Phosphoproteomic analysis reveals distinctive responses in Mangrovibacter phragmatis under high-salinity condition.

ABSTRACT

We conducted a thorough genome-wide investigation of protein phosphorylation in the halotolerant bacterium Mangrovibacter phragmitis (MPH) ASIOC01, using the Fe-IMAC enrichment method combined with tandem mass spectrometry under low- and high-salinity conditions. The phosphoproteome comprises 86 unique phosphorylated proteins, crucially involving pathways such as glycolysis/gluconeogenesis, the citrate cycle, chaperones, ribosomal proteins, and cell division.

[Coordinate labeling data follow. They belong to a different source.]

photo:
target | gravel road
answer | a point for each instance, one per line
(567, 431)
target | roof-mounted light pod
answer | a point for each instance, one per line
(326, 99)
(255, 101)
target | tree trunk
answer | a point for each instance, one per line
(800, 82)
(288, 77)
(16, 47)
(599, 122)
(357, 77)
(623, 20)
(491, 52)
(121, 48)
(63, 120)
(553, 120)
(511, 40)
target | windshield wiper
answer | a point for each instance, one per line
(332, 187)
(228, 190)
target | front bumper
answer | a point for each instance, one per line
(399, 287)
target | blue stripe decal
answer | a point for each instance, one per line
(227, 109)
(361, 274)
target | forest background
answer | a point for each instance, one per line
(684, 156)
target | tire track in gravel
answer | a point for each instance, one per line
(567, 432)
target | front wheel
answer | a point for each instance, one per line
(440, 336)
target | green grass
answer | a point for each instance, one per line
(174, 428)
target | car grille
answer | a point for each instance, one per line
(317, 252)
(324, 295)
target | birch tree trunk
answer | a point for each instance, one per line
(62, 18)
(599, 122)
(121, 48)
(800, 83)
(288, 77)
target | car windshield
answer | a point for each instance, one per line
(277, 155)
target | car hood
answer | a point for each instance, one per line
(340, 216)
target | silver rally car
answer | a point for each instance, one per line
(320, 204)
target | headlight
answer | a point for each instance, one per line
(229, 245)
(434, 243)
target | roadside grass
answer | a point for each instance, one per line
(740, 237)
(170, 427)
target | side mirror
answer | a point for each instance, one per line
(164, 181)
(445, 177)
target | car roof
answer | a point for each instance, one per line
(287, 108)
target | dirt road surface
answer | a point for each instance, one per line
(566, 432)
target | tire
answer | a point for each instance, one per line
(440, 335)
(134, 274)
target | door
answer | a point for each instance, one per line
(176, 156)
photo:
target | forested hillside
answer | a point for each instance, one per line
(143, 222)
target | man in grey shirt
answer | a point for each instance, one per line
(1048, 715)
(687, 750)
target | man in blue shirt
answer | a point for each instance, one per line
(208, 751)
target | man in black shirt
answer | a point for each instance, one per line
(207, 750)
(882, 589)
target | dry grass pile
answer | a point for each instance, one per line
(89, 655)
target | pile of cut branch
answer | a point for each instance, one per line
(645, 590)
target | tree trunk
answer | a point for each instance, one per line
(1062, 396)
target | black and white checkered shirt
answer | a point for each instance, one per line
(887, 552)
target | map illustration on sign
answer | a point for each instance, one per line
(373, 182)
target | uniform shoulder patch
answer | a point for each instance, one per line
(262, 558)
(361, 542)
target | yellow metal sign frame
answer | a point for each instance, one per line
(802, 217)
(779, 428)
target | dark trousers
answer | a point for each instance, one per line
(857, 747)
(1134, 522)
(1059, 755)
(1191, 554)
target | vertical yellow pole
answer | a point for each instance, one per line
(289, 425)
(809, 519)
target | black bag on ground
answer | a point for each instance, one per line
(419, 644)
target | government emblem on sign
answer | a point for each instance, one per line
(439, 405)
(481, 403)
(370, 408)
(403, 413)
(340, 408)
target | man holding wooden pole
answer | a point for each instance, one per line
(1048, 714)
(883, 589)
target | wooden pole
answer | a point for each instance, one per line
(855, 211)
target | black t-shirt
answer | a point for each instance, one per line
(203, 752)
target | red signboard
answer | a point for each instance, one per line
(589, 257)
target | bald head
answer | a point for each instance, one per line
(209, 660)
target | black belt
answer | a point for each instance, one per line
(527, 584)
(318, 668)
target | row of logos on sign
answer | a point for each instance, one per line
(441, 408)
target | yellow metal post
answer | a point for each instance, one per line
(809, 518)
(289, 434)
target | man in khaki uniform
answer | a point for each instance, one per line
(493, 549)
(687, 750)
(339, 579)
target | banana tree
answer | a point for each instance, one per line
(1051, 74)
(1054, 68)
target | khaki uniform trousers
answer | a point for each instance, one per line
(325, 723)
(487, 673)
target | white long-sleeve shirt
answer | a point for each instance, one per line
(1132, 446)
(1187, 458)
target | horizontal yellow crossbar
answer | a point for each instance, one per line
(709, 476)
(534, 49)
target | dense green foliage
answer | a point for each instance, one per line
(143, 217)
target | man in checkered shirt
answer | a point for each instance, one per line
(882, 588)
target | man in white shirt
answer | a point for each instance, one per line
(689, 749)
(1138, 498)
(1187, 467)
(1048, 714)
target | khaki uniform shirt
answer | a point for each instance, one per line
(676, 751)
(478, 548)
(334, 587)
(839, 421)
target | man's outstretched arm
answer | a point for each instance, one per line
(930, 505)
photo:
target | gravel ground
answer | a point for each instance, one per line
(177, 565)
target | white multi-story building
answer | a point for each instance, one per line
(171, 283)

This study represents the first and most extensive investigation to-date comparing the bacterial phosphoproteome under different osmotic conditions using a gel-free approach. We identified 45 unique phosphoproteins in MPH cultured in media containing 1 % NaCl, and 33 exclusive phosphoproteins in MPH cultured in media containing 5 % NaCl. Eight phosphoproteins were detected in both growth conditions. Analysis of high-confidence phosphosites reveals that phosphorylation predominantly occurs on serine residues (52.3 %), followed by threonine (35.1 %) and tyrosine (12.6 %) residues. Interestingly, 34 % of the phosphopeptides display multiple phosphosites. Currently, prokaryotic phosphorylation site prediction platforms like MPSite and NetPhosBac 1.0 demonstrate an average prediction accuracy of only 21 % when applied to our dataset. Fourteen phosphoproteins did not yield matches when compared against dbPSP 2.0 (database of Phosphorylation Sites in Prokaryotes), indicating that these proteins may be novel phosphoproteins. These unique proteins undergoing phosphorylation under high salinity growth conditions potentially enhance their adaptive capabilities to environmental challenges.